This invention further relates to a method for uniformly laminating a conductor to an at least two- dimensional substrate surface comprising inserting a substantial portion of the thickness of the substrate in a cavity means of a platen means, positioning a conductor on the at least two-dimensional substrate surface, applying a uniform pressure to the conductor and the substrate surface using another platen means containing another cavity means which substantially confines a mold which is a mirror image of the at least two-dimensional substrate surface, and laminating the conductor to the substrate surface.

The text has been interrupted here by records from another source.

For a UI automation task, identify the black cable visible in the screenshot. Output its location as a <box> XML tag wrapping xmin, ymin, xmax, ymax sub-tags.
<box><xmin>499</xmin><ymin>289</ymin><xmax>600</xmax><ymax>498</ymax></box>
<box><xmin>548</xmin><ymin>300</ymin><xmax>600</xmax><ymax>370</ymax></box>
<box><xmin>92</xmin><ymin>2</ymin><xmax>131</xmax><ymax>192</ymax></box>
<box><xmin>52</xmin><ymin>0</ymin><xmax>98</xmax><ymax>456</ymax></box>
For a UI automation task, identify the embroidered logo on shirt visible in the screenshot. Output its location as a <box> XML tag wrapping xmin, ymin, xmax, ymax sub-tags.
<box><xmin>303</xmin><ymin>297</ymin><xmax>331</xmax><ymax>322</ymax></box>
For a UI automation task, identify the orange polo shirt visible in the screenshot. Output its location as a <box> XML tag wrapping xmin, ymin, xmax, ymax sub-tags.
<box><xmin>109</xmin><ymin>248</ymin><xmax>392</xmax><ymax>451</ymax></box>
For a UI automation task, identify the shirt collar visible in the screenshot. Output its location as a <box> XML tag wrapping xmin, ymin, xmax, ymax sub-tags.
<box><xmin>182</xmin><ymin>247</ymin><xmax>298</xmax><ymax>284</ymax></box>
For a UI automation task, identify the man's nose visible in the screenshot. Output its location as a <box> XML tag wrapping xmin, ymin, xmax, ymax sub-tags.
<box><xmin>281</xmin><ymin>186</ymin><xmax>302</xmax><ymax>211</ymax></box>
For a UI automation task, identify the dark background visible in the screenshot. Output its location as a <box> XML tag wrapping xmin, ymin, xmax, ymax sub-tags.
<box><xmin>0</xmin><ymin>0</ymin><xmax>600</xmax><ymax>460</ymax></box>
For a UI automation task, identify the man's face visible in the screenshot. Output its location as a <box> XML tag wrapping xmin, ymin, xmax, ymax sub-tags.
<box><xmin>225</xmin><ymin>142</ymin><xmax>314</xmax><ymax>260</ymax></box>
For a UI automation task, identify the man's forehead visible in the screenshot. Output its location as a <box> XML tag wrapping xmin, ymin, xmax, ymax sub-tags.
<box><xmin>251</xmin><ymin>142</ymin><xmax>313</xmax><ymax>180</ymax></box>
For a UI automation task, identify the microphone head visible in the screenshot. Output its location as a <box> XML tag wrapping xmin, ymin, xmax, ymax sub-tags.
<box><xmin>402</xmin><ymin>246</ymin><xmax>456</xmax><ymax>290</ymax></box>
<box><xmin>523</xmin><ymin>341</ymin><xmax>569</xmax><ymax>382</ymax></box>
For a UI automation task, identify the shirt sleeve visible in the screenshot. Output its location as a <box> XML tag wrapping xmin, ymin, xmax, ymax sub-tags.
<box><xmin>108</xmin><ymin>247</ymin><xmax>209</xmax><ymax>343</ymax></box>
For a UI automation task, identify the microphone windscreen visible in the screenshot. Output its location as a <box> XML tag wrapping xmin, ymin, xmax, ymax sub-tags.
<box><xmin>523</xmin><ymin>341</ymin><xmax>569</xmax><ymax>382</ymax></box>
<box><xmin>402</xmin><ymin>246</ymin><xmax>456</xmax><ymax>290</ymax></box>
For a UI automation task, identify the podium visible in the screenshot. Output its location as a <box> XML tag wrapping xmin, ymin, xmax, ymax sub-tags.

This invention also further relates to a method for uniformly laminating a printed circuit to an at least two-dimensional substrate surface comprising inserting a substantial portion of the thickness of a substrate composed of polyarylsulfone polymer in a cavity means of a platen means, positioning a printed circuit on the at least two-dimensional substrate surface, applying a uniform pressure to the positioned printed circuit and the substrate surface using another platen means containing another cavity means which substantially confines a mold which is a mirror image of the at least two-dimensional substrate surface, and laminating the printed circuit to the substrate surface to form a printed circuit.
Brief Description of the Drawings
This invention will now be described using drawings which depict certain embodiments of the present invention. The drawings are exemplary only; they are not considered to limit the invention:
Fig. 1 shows a schematic depiction of the uniform pressure apparatus of the present invention;
Fig. 2 shows a printed circuit on a substrate; Figs. 3A and 3B show applicants' earlier press and transfer method with Fig. 3B further showing use of pins to obtain registration of conductor on the substrate;
Fig. 4 shows results of adhesion tests performed on a conductive surface adhered to a substrate prepared using the earlier press and method of Figs. 3A and 3B;
Fig. 5 shows the press and transfer method of this invention; and
Fig. 6 shows the results of adhesion tests performed on a composite prepared according to the press and method of Fig. 5. Detailed Description of the Invention
This invention relates to a method and apparatus for uniformly applying pressure to at least' one side of a substrate or circuit board to laminate a conductor or printed circuit on it. The conductor can include a circuit alone or combined with other components, for example, adhesive, solder mask, graphics and/or transfer media. Laminating Conductor To Substrate
A release surface carrying at least a circuit covered by adhesive is contacted with a substrate such that the circuit is adjacent the substrate surface
separated therefrom by adhesive. Sufficient heat and pressure are applied to form a composite structure, using the apparatus in Fig. 3 or Fig..5, whereby the adhesive is reacted. Thus, the circuit is transferred from the release surface and bonded to the substrate surface. In some cases, only partial curing and/or reaction need be obtained. The release surface is then separated from the composite structure.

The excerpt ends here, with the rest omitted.